Edward T. Norris (born April 10, 1960) is an American radio host, actor and former law enforcement officer in Maryland. He is the cohost of a talk show on WJZ-FM (105.7 The Fan) in Baltimore, Maryland. Norris, a 20-year veteran of the New York Police Department, served as Police Commissioner for Baltimore from 2000 to late 2002 and Superintendent of the Maryland State Police in 2003. Norris played the eponymous detective Edward Norris in HBO's The Wire. In 2003, Norris was convicted of a felony and spent six months in federal prison.

==Early life and education==
Norris was born on April 10, 1960, in Brooklyn, New York. He is of Irish and Italian descent. He graduated from Brooklyn Technical High School and attended the University of Rochester. At Rochester, Norris played football, was president of the boxing club, and boxed in the light heavyweight division as an amateur. Financial setbacks led to Norris' departure from Rochester, and jump-started his career in law enforcement, as he was sworn into the New York Police Department. Norris later completed his college career at St. John's University and earned a Bachelor of Science in Criminal Justice.

==NYPD career==
Norris was sworn in as a member of the New York Police Department on September 2, 1980. Upon graduating from the Police Academy, Norris was assigned to the Midtown South Precinct in Midtown Manhattan (Times Square). During Norris's tenure with the NYPD he held the ranks of Police Officer, Sergeant, Lieutenant, Captain, Deputy Inspector, Deputy Chief and Deputy Commissioner of Operations. Norris worked various assignments throughout the five boroughs of New York City: uniformed patrol, narcotics, detective bureau, fugitive division, and cold case squad.

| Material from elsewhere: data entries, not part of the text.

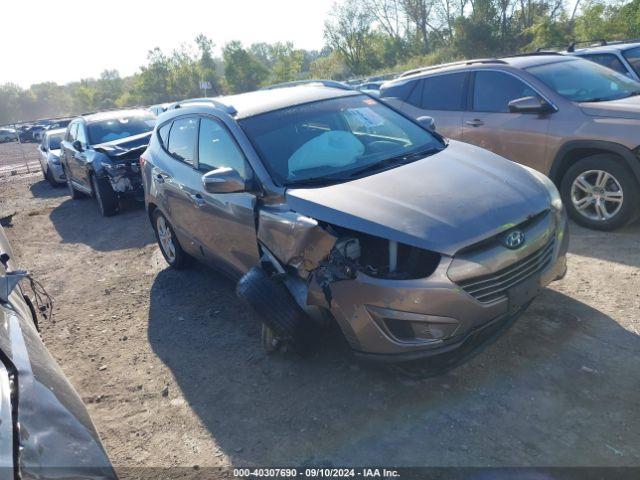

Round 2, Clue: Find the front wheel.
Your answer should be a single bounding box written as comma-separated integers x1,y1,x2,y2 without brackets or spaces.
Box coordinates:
64,171,82,200
560,154,640,230
44,168,59,187
153,210,190,270
91,175,118,217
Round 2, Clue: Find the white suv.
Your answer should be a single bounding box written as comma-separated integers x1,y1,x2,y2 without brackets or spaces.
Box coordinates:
566,40,640,81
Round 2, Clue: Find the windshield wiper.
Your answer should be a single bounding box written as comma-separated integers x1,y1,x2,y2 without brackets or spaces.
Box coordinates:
286,147,441,187
342,147,440,178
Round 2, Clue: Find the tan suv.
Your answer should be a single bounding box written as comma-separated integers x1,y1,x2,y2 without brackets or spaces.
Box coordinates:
380,53,640,230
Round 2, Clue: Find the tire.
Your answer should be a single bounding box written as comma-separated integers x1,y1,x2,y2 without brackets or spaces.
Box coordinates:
153,209,191,270
91,175,119,217
44,168,59,188
560,154,640,231
64,171,82,200
236,267,317,355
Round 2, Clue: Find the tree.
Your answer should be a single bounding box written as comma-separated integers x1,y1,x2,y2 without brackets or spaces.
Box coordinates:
222,41,269,93
324,0,375,75
196,34,222,96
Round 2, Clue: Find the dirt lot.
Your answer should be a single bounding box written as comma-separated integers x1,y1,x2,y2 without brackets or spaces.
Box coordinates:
0,163,640,468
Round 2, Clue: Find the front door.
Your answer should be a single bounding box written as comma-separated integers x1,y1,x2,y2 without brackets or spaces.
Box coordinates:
192,116,259,273
460,70,550,169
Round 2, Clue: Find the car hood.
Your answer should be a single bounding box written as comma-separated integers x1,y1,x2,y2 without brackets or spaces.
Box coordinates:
93,132,152,160
285,141,550,255
578,96,640,120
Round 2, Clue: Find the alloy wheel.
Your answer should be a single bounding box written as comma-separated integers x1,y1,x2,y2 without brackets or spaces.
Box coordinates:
156,215,176,263
571,170,624,222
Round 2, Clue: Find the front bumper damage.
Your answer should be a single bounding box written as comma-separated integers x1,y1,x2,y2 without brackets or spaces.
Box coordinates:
96,145,146,201
258,207,568,362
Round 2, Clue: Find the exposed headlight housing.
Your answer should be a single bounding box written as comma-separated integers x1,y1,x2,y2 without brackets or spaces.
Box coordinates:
520,165,562,210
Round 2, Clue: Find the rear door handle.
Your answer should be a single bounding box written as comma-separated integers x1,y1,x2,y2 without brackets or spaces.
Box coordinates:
189,193,205,207
464,118,484,127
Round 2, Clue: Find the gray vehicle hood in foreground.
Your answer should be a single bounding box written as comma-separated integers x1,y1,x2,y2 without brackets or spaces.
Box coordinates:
579,96,640,120
286,141,550,255
0,227,117,480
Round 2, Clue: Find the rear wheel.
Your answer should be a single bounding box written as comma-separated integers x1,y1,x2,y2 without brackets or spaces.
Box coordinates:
153,209,190,270
44,168,59,187
91,175,118,217
236,267,317,355
65,172,82,200
560,154,640,230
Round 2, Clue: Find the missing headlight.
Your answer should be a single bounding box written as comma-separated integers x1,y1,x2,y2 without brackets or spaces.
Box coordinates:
320,227,440,280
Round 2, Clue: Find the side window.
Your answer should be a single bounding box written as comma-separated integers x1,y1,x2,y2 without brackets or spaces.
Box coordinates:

As Captain, Norris took command of the Fugitive Division. In his first year, the number of fugitives captured doubled from 6,000 to 12,000. Norris was promoted to Deputy Inspector by then Police Commissioner Bill Bratton.

To further reduce crime, Norris proposed the idea of creating a special squad to focus on unsolved violent crimes, such as murder and forcible rape. In the first six weeks after creating the Cold Case Squad, the unit re-investigated and solved 27 previously unsolved murders, which generated national interest. NPR launched a story by Melissa Block featuring the unit on All Things Considered. The squad inspired the book The Restless Sleep: Inside New York City's Cold Case Squad by Stacy Horn and A&E's television series Cold Case Files.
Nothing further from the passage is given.